Prince William likely will see Blenheim's tribute to his mother. The Princess of Wales Memorial Bench is located centrally in Seymour Square.
"One of the things that William and Kate want to do on this tour is to meet as many members of the public as possible. Many ordinary members of the public. They don't want to be stuck in grand houses wearing fancy outfits. Wearing tiaras. They want to mingle with the ordinary New Zealand and Australian people," royal biographer Victoria Murphy told ABC News.
Prince William and Princess Kate will also get a personalized tour of the Omaka Heritage Aviation Center and its collection of World War I planes on the centennial anniversary of the war by New Zealand's most-famous son, "Hobbit" director Peter Jackson.
"There's always a huge interest in William and Kate as a couple," Murphy said. "People are fascinated by them. People are fascinated by Kate, she's glamorous, she's gorgeous. She has the story. She's come from a middle-class family to become the future queen of England."
William and Kate head back to a state reception tonight with the prime minister at Government House. The duchess will surely be looking stunning and likely adorned with jewels on loan from grandmother-in-law Queen Elizabeth II. Prince William will give a short speech before unveiling a portrait of his grandmother.

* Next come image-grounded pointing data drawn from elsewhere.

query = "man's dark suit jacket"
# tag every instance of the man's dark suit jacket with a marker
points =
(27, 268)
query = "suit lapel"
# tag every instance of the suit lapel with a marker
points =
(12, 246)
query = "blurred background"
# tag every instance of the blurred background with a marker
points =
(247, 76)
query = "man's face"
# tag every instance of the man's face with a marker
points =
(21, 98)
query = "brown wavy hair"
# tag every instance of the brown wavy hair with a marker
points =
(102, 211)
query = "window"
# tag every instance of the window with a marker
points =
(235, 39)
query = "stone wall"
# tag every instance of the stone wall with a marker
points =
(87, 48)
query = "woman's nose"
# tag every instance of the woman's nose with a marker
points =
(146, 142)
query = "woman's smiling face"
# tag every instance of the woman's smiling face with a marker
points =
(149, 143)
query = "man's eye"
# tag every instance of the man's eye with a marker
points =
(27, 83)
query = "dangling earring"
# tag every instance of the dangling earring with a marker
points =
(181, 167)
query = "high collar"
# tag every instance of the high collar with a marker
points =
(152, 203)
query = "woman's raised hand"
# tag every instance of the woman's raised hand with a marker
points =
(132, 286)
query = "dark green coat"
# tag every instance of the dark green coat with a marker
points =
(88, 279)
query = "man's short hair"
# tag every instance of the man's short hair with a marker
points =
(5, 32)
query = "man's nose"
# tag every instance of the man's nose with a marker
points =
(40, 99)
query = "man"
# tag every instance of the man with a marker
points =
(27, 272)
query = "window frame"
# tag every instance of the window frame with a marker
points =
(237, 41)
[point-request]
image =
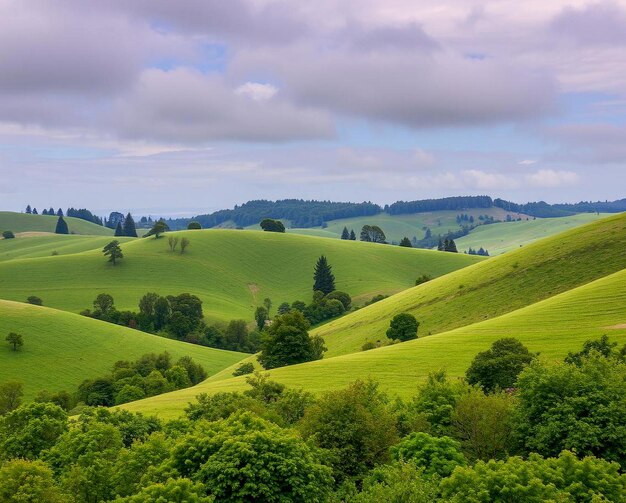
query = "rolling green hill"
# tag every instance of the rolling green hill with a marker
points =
(62, 349)
(505, 236)
(231, 271)
(48, 244)
(491, 288)
(552, 327)
(25, 222)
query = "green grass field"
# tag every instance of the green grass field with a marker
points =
(47, 244)
(506, 236)
(231, 271)
(552, 327)
(491, 288)
(62, 349)
(24, 222)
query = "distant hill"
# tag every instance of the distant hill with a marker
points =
(62, 349)
(231, 271)
(24, 222)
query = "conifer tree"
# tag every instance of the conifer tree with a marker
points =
(129, 226)
(324, 280)
(61, 227)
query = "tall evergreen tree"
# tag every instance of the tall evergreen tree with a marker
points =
(61, 227)
(324, 280)
(129, 226)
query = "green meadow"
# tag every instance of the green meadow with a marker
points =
(62, 349)
(231, 271)
(552, 327)
(25, 222)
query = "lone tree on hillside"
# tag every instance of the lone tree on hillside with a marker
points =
(15, 339)
(324, 279)
(499, 366)
(287, 342)
(403, 327)
(184, 243)
(129, 226)
(158, 228)
(271, 225)
(113, 251)
(61, 227)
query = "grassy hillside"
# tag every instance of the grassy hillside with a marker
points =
(62, 349)
(505, 236)
(47, 244)
(492, 288)
(553, 327)
(231, 271)
(24, 222)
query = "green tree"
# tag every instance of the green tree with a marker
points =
(11, 393)
(261, 316)
(573, 407)
(34, 300)
(28, 430)
(245, 458)
(23, 481)
(61, 227)
(484, 424)
(113, 251)
(403, 327)
(536, 480)
(15, 339)
(130, 229)
(323, 277)
(287, 342)
(436, 455)
(158, 228)
(499, 366)
(354, 425)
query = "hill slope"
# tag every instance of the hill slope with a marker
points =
(497, 286)
(25, 222)
(62, 349)
(231, 271)
(552, 327)
(505, 236)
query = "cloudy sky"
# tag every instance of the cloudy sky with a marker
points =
(178, 107)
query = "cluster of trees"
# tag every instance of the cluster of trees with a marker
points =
(271, 225)
(372, 234)
(556, 435)
(150, 375)
(348, 235)
(481, 251)
(448, 245)
(299, 212)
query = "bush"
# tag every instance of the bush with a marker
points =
(403, 327)
(436, 455)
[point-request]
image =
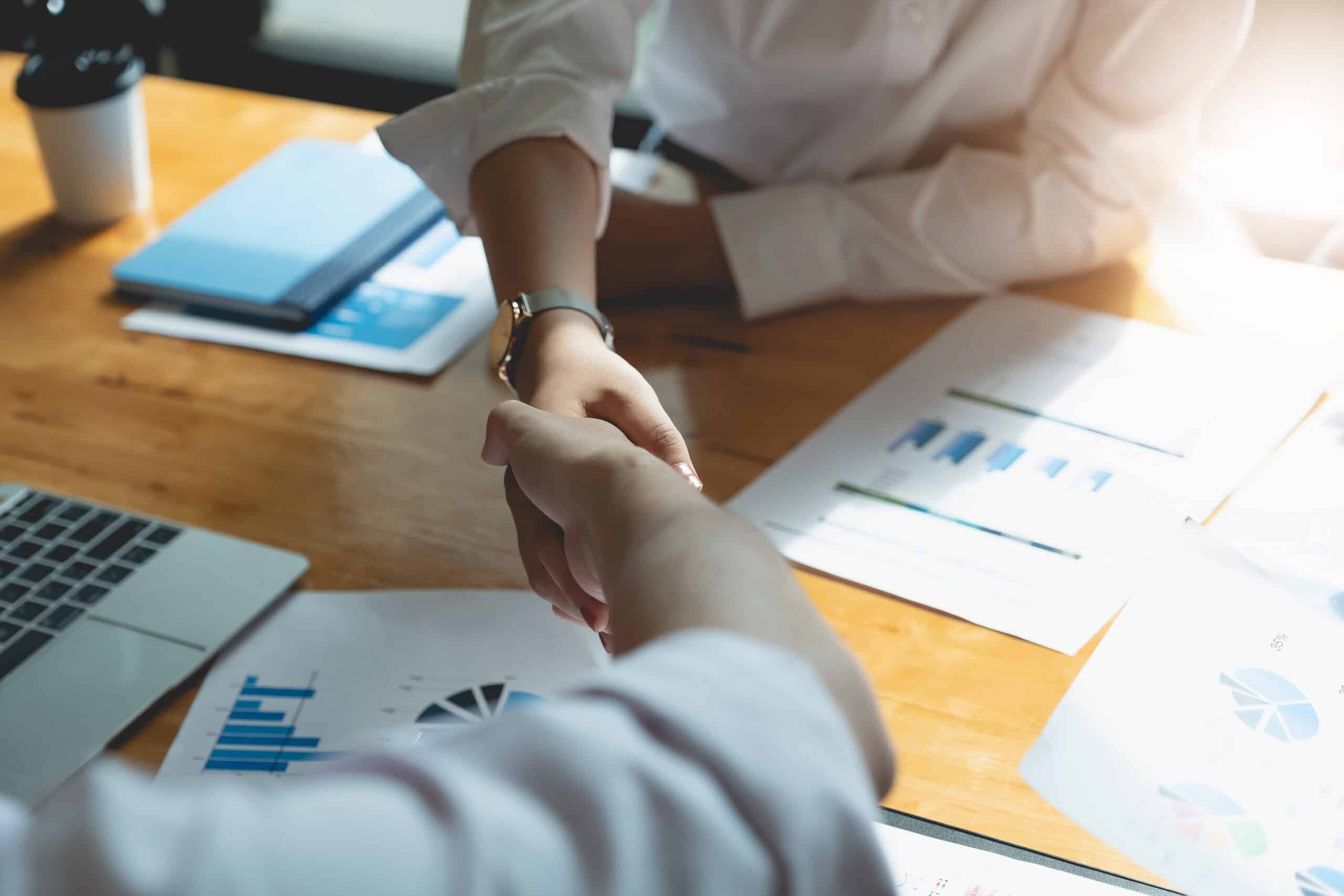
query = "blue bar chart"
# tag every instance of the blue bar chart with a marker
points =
(1004, 457)
(1053, 467)
(961, 446)
(953, 445)
(920, 434)
(268, 749)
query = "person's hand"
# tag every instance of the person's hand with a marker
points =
(568, 370)
(569, 481)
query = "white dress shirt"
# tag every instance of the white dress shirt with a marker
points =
(902, 148)
(702, 763)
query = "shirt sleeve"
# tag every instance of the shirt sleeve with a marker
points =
(1105, 138)
(702, 763)
(529, 69)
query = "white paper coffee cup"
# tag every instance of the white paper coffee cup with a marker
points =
(96, 154)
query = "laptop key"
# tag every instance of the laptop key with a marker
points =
(114, 574)
(73, 512)
(50, 532)
(59, 554)
(29, 610)
(118, 539)
(163, 535)
(92, 527)
(37, 573)
(77, 570)
(13, 592)
(138, 555)
(90, 594)
(53, 590)
(20, 649)
(25, 550)
(61, 617)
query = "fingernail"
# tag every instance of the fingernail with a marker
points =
(689, 472)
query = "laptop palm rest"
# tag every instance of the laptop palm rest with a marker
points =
(58, 710)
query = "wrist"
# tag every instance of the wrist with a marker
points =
(554, 335)
(634, 498)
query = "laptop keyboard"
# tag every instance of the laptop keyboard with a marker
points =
(59, 558)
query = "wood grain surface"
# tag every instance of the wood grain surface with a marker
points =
(377, 477)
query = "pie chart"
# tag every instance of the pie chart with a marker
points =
(1270, 704)
(1321, 882)
(476, 704)
(1211, 817)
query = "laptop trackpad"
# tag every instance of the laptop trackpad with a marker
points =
(64, 704)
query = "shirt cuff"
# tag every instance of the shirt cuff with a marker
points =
(783, 248)
(444, 139)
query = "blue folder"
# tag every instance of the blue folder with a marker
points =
(288, 237)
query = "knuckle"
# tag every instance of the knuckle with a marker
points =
(664, 437)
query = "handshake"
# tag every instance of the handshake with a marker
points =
(616, 539)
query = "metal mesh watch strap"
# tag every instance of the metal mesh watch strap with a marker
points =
(550, 300)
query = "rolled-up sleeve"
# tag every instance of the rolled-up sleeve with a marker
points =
(1108, 133)
(702, 763)
(529, 69)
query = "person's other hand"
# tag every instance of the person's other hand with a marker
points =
(568, 481)
(568, 370)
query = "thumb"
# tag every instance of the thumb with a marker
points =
(505, 428)
(648, 426)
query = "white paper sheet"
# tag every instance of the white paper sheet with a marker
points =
(929, 867)
(1289, 516)
(1206, 735)
(334, 673)
(1083, 431)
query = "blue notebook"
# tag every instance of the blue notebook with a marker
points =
(288, 237)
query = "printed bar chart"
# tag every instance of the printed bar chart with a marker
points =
(1054, 467)
(1004, 457)
(920, 434)
(961, 448)
(928, 433)
(265, 749)
(1098, 479)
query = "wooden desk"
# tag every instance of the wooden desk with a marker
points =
(377, 477)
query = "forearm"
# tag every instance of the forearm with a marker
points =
(670, 566)
(537, 206)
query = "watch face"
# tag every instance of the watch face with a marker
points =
(502, 333)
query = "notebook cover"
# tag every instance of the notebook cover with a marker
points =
(272, 229)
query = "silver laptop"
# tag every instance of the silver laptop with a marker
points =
(101, 613)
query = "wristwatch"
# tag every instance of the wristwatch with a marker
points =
(515, 320)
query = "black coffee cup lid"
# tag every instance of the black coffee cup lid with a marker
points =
(64, 80)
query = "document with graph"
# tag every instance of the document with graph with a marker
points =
(1206, 735)
(1010, 469)
(1289, 516)
(331, 675)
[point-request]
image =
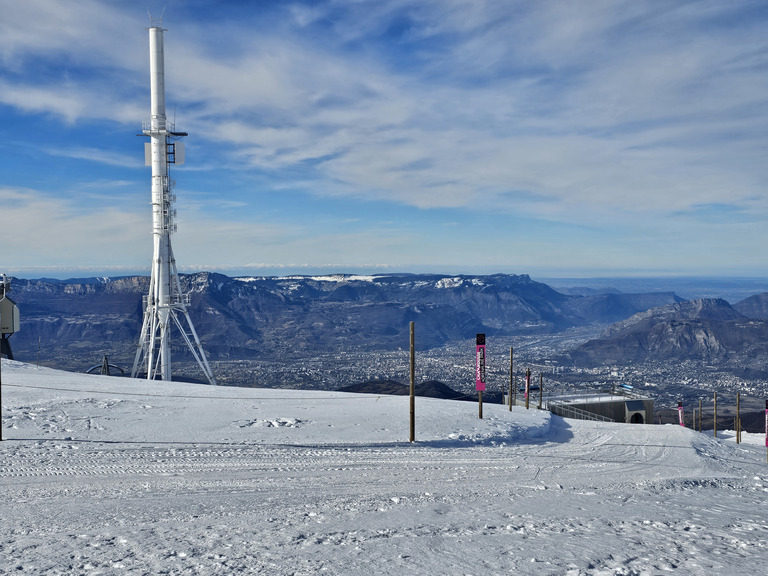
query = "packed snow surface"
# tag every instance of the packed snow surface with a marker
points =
(107, 475)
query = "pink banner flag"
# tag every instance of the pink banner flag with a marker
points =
(480, 363)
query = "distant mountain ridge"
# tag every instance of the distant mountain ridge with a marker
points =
(73, 322)
(706, 330)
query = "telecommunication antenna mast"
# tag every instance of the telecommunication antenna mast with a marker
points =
(165, 304)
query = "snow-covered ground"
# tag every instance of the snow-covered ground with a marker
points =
(104, 475)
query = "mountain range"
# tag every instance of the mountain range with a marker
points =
(73, 323)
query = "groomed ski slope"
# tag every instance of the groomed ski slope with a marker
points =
(105, 475)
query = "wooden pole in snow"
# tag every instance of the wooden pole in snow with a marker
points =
(699, 414)
(541, 388)
(413, 381)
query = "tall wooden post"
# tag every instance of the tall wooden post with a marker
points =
(480, 362)
(511, 376)
(541, 388)
(527, 388)
(413, 381)
(699, 414)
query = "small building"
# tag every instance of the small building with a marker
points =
(622, 406)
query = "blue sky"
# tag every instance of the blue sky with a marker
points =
(552, 138)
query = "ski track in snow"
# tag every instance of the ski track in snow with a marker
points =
(193, 480)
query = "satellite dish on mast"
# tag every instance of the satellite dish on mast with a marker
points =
(9, 318)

The duke and duchess have arranged the tour with stops from three principal destinations so they can spend as much time with their growing son as possible.
William admitted Tuesday that he relishes daddy duty, something normal fathers do all around the world but not necessarily future kings. He prepares Prince George's nightly bottle and puts him to sleep
"William and Kate are trying as much as possible to give Prince George a normal upbringing," ABC News royal contributor and Daily Mirror Editor Victoria Murphy said.
William and Kate Tuesday chose to expose Baby George on the Royal crawlabout to other children his own age for his first official engagement, something unthinkable 30 years ago when William was here as a baby. But times have changed. And so too has the monarchy, especially with this young couple.
They've proven to New Zealanders that the royal trio is truly the family of the people: popular, relevant, at ease with their subjects. Proving this new generation of Windsors is truly modern with a new attitude about royal life. And the New Zealand people love them for it.